WASHINGTON - A Pentagon report chronicling American and NATO operations in Afghanistan says that Pakistani troops' operations against the Taliban and other militant groups are focused on eliminating the threat posed to Pakistan alone.
The report, published in The Hill, a Congressional newspaper, describes Pakistani troops operations as ‘selective counterinsurgency operations’ within the restive tribal areas bordering Afghanistan. "The Pakistani military targets those militants which they believe pose a direct threat to the Pakistani government as opposed to those who they believe are focused primarily on Afghanistan," an unnamed State Department official told reporters at the Pentagon. According to the report, Pakistan's strict focus on internal terror threats has created an atmosphere of "pervasive mistrust and divergent strategic interests" between Kabul and Islamabad.
"It's Pakistan's duty as a responsible international country to control all violence that emanates from its borders into other areas. And we continue to urge them to do so," a Pentagon official said during the same briefing at The Department of Defence. Those safe havens being used by the Taliban and the Haqqani terror group "without any Pakistani effort to control them" remains one of the top threats to the American withdrawal from Afghanistan, Senator Carl Levin, a Democrat, was quoted as saying by The Hill.
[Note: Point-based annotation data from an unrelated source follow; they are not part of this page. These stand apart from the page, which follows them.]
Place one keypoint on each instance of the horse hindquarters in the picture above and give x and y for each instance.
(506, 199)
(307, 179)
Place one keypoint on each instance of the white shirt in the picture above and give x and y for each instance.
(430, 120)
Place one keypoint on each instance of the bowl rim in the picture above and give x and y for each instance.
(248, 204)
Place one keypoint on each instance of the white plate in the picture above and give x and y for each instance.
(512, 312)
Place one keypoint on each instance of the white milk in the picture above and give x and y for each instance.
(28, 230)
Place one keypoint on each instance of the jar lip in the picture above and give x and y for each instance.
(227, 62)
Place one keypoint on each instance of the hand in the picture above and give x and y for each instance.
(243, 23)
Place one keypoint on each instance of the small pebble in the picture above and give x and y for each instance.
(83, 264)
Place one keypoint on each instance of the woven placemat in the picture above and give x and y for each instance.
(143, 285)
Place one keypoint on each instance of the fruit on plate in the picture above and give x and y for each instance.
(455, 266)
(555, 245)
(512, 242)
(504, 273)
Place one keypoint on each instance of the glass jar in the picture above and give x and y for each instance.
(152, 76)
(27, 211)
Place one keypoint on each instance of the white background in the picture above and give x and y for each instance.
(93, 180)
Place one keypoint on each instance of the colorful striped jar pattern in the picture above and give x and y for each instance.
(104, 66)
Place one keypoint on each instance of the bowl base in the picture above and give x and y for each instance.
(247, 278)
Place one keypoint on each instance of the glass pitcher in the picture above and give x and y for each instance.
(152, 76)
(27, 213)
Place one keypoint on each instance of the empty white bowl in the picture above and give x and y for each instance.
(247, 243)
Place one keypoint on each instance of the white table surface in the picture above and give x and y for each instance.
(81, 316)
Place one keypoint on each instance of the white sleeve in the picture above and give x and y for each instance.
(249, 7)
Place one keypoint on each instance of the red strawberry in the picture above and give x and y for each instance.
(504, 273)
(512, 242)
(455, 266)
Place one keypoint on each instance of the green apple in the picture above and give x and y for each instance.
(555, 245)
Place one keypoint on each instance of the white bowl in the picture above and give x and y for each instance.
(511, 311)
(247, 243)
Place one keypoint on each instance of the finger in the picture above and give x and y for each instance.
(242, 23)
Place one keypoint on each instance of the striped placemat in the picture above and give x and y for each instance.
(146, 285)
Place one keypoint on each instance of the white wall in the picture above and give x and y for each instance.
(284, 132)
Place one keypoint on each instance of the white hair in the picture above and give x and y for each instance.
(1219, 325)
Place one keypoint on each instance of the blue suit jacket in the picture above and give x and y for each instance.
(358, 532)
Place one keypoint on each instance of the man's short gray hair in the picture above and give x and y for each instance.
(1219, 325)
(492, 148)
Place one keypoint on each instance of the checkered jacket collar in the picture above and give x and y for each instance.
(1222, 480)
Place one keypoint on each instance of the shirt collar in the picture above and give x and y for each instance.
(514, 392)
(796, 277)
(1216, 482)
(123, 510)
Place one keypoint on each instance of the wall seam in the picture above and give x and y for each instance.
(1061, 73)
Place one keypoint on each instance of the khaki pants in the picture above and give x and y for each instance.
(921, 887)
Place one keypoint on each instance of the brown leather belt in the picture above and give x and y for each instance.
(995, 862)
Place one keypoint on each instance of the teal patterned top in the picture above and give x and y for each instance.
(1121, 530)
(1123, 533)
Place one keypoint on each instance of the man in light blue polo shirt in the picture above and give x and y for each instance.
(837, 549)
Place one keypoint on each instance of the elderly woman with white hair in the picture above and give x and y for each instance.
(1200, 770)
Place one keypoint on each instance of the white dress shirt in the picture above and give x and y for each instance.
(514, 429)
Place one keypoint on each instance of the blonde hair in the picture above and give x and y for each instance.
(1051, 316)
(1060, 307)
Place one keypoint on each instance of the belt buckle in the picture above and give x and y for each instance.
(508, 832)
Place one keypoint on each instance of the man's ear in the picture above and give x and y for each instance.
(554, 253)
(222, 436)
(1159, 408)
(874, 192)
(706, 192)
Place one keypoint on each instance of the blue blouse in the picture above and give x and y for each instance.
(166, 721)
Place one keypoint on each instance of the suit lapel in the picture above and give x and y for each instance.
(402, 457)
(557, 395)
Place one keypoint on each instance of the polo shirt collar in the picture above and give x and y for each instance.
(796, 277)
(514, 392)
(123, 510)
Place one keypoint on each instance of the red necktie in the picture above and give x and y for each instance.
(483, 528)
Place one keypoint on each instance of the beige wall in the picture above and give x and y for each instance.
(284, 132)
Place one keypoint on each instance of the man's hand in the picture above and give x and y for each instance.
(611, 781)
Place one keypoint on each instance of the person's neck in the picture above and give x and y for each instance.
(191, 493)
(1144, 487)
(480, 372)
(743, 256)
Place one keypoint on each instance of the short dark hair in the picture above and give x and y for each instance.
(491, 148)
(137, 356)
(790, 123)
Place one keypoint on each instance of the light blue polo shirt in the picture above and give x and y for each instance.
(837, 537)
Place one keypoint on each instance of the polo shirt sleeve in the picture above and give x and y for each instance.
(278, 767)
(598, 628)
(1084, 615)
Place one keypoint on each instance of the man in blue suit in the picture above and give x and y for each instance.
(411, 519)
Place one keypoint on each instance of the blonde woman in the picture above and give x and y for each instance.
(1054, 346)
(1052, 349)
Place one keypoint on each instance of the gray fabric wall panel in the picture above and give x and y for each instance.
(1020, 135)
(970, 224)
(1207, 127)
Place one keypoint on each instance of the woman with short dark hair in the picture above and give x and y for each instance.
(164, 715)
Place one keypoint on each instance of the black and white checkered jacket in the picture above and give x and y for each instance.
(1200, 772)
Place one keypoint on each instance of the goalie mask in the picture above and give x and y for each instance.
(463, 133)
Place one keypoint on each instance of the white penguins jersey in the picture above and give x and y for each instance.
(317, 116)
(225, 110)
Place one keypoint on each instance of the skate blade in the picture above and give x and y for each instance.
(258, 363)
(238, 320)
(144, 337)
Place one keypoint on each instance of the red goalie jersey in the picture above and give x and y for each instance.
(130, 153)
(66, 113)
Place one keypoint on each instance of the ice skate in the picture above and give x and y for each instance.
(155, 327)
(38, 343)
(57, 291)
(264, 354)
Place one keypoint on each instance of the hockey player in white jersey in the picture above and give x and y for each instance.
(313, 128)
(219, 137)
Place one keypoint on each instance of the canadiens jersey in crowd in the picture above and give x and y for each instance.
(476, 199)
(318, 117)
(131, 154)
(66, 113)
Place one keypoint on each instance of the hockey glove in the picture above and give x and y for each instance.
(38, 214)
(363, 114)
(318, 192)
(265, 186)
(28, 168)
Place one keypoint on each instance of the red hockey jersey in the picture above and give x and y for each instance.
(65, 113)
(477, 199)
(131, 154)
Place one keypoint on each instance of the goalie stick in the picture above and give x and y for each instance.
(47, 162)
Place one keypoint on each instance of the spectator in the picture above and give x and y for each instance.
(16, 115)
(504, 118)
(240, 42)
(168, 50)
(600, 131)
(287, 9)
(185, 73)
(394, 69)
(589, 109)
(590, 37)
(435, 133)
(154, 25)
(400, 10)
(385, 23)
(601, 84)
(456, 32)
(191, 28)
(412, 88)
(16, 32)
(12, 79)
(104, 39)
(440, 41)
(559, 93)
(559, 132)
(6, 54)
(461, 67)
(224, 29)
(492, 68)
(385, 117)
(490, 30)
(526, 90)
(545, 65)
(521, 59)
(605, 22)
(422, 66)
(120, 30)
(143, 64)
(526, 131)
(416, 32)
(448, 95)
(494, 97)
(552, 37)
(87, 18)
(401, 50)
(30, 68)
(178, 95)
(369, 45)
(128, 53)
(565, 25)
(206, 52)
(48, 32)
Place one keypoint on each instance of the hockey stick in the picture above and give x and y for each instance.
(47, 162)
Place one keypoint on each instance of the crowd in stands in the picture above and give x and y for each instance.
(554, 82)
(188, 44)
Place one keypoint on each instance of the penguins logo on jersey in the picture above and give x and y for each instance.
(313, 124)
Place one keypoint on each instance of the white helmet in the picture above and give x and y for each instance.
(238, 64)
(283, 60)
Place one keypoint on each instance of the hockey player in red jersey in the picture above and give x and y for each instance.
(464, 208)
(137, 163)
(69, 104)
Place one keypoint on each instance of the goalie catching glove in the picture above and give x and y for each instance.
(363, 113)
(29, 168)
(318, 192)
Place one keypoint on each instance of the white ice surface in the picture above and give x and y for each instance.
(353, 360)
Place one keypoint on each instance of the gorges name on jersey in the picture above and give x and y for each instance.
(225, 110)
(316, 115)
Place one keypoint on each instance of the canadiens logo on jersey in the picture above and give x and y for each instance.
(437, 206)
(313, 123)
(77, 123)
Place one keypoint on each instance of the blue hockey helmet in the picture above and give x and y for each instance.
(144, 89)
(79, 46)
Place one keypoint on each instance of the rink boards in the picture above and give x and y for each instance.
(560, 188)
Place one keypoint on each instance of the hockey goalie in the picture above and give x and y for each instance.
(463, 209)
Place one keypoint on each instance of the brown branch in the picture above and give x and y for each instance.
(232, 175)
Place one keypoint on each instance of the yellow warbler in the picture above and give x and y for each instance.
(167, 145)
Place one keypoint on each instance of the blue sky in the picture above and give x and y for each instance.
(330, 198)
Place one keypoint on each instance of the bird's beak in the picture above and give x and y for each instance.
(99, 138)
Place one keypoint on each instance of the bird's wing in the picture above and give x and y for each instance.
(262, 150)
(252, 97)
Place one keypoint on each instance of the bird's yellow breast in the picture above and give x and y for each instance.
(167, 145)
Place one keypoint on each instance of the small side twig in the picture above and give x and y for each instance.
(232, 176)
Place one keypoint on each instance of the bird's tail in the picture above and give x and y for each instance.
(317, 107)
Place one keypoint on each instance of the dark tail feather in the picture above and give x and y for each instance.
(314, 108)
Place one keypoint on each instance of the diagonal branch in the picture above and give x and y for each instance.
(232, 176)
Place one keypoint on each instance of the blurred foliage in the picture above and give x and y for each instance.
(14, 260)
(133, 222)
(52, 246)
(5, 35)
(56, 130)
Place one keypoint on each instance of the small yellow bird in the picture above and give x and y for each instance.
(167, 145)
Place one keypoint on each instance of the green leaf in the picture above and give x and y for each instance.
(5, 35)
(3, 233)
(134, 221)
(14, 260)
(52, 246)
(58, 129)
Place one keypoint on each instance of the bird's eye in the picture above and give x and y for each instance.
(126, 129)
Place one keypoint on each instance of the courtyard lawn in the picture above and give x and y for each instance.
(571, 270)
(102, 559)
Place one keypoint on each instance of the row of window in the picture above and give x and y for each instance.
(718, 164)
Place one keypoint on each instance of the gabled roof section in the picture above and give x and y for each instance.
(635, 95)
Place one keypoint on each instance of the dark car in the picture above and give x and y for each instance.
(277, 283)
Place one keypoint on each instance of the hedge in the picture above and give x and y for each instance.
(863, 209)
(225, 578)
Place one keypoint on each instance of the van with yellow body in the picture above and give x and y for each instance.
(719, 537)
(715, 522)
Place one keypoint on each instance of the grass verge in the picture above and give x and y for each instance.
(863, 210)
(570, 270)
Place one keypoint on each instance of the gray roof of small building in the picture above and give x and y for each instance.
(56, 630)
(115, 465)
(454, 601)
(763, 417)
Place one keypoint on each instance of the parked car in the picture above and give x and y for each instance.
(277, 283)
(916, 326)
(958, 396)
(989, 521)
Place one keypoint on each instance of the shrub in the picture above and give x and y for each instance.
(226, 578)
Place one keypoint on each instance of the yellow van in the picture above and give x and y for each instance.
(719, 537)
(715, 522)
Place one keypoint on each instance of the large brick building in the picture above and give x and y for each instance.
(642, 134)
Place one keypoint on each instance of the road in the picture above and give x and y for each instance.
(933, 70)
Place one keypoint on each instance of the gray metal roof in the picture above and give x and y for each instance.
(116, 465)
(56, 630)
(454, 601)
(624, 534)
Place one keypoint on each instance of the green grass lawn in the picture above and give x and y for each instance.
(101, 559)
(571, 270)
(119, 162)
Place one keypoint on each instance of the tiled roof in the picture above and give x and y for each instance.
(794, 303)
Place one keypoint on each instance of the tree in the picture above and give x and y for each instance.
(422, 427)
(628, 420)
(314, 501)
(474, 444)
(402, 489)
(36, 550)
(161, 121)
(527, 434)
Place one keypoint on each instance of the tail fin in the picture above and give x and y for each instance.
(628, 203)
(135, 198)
That said, Pakistan's limited counterterrorism campaign is having an effect on terror groups operating in Afghanistan, the State Department official noted.
Groups like the Haqqani network, Al-Qaeda and the Taliban are essentially a "syndicate of extremists" whose efforts are linked in some form or fashion, "even though one group may be more focused on Pakistan than Afghanistan," according to the official.
"Given the links [between] them, pressure anywhere on the syndicate is positive," the State Department official said.
"When they go after ... the groups that are focused on Pakistan, that degrades the overall ability of the syndicate," the official explained. "And [that] does contribute to a more secure Afghanistan, even if they only go after those groups."